Verticillin A’s notoriety stems from its exceptionally intricate molecular framework, a labyrinth of fused rings and precisely oriented chemical centers that presented a monumental challenge to chemists. Even minor structural variations compared to related compounds dramatically escalated the difficulty of its creation. Professor Mohammad Movassaghi of MIT highlighted this complexity, stating, "We now possess a much deeper understanding of how these subtle structural alterations can profoundly amplify the synthetic challenge." He further elaborated on the implications of this breakthrough: "We now have the capability not only to access these compounds for the first time, more than fifty years after their initial isolation, but also to engineer a multitude of designed variants. This opens the door for more in-depth and targeted investigations."
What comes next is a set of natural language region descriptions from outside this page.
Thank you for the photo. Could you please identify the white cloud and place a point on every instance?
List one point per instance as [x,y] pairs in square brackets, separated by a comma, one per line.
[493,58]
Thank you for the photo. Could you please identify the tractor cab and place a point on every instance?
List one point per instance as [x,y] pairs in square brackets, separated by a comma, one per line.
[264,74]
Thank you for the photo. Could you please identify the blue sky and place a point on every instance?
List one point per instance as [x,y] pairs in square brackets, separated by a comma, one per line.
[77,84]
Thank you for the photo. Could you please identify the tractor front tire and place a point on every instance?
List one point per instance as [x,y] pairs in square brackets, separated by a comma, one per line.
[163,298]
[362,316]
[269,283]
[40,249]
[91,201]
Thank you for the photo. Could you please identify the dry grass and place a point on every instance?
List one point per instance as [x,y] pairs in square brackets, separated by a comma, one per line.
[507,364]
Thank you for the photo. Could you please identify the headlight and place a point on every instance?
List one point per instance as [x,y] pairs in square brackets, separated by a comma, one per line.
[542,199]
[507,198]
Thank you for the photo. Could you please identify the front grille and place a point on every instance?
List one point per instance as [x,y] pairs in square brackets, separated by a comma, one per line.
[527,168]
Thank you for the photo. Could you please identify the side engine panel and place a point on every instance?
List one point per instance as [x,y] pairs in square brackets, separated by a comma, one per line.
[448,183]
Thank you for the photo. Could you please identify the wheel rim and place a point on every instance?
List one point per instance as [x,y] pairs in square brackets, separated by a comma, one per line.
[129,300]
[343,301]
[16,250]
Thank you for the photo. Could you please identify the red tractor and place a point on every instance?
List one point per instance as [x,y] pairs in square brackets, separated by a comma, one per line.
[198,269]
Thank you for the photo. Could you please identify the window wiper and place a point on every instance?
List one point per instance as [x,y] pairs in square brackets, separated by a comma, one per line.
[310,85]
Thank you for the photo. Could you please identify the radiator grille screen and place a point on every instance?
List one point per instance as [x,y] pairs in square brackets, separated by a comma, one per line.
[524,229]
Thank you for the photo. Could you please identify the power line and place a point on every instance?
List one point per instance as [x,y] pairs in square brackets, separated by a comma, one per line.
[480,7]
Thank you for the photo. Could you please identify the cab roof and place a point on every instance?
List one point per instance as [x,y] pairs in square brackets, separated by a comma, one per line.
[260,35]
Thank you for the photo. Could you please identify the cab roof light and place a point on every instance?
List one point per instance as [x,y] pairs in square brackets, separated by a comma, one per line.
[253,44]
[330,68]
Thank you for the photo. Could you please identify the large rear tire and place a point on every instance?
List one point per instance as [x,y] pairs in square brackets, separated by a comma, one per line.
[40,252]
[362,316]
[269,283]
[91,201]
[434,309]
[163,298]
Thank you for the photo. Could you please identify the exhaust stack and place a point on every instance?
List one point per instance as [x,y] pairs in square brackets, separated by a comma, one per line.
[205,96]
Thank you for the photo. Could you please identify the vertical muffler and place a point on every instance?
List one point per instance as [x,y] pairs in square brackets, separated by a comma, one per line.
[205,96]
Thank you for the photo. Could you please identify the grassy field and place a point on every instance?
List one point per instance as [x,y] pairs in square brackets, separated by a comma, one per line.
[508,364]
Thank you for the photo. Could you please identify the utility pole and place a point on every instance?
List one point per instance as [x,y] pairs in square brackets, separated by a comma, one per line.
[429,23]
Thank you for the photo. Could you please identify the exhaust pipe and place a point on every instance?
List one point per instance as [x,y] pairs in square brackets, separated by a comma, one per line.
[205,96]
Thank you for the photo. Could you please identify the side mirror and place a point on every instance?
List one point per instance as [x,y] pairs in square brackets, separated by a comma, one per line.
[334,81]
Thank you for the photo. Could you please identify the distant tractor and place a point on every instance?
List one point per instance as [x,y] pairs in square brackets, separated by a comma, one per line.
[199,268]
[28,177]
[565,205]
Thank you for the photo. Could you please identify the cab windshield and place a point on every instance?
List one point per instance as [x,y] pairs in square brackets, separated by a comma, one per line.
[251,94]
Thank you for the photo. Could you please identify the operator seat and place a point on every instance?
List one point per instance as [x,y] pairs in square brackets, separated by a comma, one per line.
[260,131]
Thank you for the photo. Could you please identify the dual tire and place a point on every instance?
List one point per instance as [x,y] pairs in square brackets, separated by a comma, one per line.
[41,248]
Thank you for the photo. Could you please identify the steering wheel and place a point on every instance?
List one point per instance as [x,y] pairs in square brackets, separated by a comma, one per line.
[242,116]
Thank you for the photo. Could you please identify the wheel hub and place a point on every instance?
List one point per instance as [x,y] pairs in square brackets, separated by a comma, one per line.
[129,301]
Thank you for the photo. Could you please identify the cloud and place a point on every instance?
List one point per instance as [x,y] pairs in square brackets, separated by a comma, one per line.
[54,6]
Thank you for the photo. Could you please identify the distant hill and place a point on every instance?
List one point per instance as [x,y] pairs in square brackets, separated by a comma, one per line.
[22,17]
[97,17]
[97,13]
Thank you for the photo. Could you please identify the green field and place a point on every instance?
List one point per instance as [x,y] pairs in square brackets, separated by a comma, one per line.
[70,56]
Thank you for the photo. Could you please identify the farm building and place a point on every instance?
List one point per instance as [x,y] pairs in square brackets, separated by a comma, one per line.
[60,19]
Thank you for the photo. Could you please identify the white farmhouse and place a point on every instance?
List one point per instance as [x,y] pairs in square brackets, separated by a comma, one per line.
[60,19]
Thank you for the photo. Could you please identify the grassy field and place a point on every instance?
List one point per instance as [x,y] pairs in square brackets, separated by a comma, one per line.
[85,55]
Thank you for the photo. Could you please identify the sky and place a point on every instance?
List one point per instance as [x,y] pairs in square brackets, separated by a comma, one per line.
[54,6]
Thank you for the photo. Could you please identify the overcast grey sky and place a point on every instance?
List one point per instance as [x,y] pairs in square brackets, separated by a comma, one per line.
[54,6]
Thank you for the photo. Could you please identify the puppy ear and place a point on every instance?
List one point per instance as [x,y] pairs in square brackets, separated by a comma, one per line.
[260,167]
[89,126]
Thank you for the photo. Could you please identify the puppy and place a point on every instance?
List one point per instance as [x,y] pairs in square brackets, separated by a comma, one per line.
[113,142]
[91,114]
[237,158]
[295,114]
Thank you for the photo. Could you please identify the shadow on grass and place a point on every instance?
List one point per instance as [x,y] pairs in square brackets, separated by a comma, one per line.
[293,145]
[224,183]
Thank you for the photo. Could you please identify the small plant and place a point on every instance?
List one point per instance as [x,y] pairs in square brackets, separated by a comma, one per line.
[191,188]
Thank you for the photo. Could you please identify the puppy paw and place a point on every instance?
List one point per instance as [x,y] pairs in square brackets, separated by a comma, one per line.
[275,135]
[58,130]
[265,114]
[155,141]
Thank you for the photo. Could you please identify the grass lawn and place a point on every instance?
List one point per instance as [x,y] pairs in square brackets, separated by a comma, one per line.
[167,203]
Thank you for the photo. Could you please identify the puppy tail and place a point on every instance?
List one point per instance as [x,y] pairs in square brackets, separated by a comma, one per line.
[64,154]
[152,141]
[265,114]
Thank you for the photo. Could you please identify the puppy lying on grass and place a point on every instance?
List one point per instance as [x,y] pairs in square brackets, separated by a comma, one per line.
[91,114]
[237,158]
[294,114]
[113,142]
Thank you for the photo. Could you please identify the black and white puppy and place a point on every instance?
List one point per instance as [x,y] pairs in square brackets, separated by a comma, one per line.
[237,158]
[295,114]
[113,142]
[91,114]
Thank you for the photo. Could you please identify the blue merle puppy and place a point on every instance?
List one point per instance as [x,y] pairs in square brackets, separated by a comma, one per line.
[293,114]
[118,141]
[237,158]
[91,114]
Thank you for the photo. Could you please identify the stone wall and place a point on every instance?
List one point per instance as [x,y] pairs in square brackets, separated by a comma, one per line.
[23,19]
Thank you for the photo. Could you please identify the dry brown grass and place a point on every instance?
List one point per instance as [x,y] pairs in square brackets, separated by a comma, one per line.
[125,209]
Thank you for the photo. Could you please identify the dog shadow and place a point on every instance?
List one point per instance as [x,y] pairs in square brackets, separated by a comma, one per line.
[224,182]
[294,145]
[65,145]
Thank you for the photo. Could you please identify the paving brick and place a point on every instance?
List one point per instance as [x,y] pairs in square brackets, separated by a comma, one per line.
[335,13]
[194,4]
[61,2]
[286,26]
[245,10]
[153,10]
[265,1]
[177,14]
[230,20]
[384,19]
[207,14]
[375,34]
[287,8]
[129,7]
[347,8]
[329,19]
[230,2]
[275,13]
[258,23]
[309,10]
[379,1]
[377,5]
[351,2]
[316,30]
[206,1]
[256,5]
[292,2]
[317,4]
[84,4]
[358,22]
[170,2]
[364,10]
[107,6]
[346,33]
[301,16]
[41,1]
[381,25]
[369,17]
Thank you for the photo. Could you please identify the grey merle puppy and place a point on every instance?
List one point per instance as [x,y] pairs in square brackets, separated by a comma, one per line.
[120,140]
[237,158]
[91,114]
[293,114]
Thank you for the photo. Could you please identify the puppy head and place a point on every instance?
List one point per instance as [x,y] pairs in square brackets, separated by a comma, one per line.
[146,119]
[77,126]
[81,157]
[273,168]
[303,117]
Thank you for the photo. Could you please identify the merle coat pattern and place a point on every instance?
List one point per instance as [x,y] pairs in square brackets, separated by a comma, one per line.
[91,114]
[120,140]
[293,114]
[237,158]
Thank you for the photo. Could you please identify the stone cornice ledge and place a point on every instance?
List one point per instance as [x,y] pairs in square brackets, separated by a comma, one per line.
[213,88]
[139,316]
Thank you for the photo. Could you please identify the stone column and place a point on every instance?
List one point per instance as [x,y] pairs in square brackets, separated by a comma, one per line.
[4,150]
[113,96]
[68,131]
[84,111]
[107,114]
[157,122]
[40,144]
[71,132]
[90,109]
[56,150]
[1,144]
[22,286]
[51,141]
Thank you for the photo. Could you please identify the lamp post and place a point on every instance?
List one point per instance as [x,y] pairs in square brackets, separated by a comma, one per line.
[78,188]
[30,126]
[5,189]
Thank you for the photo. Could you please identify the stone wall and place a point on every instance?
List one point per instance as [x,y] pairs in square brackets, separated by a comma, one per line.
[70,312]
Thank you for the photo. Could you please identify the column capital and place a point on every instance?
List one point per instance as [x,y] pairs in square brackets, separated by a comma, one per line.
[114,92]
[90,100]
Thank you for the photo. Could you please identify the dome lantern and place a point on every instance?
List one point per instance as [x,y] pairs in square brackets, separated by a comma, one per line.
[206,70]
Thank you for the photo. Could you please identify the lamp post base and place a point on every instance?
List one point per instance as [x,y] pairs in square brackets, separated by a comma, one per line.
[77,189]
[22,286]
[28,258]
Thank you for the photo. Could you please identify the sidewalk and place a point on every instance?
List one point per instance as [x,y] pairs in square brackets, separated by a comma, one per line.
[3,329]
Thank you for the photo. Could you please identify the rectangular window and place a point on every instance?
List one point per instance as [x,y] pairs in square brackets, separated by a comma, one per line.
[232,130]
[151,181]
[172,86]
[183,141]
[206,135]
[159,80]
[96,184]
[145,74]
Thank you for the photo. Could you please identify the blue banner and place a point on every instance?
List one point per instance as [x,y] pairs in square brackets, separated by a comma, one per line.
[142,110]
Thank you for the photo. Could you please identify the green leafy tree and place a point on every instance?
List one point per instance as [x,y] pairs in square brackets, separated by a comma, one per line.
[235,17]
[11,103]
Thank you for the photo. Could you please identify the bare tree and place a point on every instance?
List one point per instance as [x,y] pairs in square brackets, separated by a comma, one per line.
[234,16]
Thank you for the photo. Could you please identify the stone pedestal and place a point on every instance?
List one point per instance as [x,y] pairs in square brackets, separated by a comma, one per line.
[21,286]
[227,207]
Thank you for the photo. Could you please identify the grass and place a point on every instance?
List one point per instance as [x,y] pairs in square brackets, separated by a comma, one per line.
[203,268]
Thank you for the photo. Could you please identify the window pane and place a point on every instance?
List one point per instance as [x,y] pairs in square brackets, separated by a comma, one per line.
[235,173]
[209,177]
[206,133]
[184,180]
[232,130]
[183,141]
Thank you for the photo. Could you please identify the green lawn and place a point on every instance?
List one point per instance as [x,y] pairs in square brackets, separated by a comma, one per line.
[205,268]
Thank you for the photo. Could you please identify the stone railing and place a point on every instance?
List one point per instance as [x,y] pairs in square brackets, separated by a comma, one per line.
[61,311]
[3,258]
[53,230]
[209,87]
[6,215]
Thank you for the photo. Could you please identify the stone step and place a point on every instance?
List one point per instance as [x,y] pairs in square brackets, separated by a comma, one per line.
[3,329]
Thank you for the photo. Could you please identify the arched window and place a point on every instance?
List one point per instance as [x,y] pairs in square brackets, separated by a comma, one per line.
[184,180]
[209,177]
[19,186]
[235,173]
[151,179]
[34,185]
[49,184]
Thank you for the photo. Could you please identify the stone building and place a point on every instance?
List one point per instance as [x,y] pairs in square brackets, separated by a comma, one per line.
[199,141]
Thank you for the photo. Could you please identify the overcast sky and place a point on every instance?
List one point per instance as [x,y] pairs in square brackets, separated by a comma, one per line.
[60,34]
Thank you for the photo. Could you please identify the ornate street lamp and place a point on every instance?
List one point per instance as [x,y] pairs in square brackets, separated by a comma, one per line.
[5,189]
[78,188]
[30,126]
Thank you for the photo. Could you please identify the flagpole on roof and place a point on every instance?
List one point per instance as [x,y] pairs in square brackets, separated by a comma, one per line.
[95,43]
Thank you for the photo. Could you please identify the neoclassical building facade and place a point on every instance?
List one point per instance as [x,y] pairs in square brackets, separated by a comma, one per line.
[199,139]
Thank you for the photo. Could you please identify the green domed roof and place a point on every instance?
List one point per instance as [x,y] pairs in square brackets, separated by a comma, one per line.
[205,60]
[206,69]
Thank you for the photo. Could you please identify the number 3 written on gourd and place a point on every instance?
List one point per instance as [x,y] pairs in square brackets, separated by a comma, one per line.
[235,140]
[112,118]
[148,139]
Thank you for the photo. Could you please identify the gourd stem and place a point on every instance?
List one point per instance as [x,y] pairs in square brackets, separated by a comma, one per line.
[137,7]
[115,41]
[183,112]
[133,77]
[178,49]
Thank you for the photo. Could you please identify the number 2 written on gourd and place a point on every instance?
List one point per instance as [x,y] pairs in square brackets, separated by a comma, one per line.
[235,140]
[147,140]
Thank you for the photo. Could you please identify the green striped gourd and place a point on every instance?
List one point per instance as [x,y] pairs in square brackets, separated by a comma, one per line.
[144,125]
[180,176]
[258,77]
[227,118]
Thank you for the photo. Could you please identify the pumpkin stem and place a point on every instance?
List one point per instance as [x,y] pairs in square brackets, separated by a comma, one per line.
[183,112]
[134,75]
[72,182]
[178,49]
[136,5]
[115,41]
Preliminary laboratory evaluations utilizing human cancer cell lines revealed a particularly promising activity of one verticillin A derivative against diffuse midline glioma, a challenging pediatric brain cancer. The research team, however, prudently emphasizes that extensive further investigation is imperative to ascertain its clinical viability.
The pivotal study, published in the esteemed Journal of the American Chemical Society, was spearheaded by senior authors Professor Mohammad Movassaghi from MIT and Jun Qi, an associate professor of medicine affiliated with the Dana-Farber Cancer Institute, Boston Children’s Cancer and Blood Disorders Center, and Harvard Medical School. The leading author of the publication is Walker Knauss, a doctoral candidate at MIT. Key contributions also came from Xiuqi Wang, a medicinal chemist and chemical biologist at Dana-Farber, and Mariella Filbin, the research director within the Pediatric Neurology-Oncology Program at Dana-Farber/Boston Children’s Cancer and Blood Disorders Center, underscoring a collaborative, multidisciplinary approach.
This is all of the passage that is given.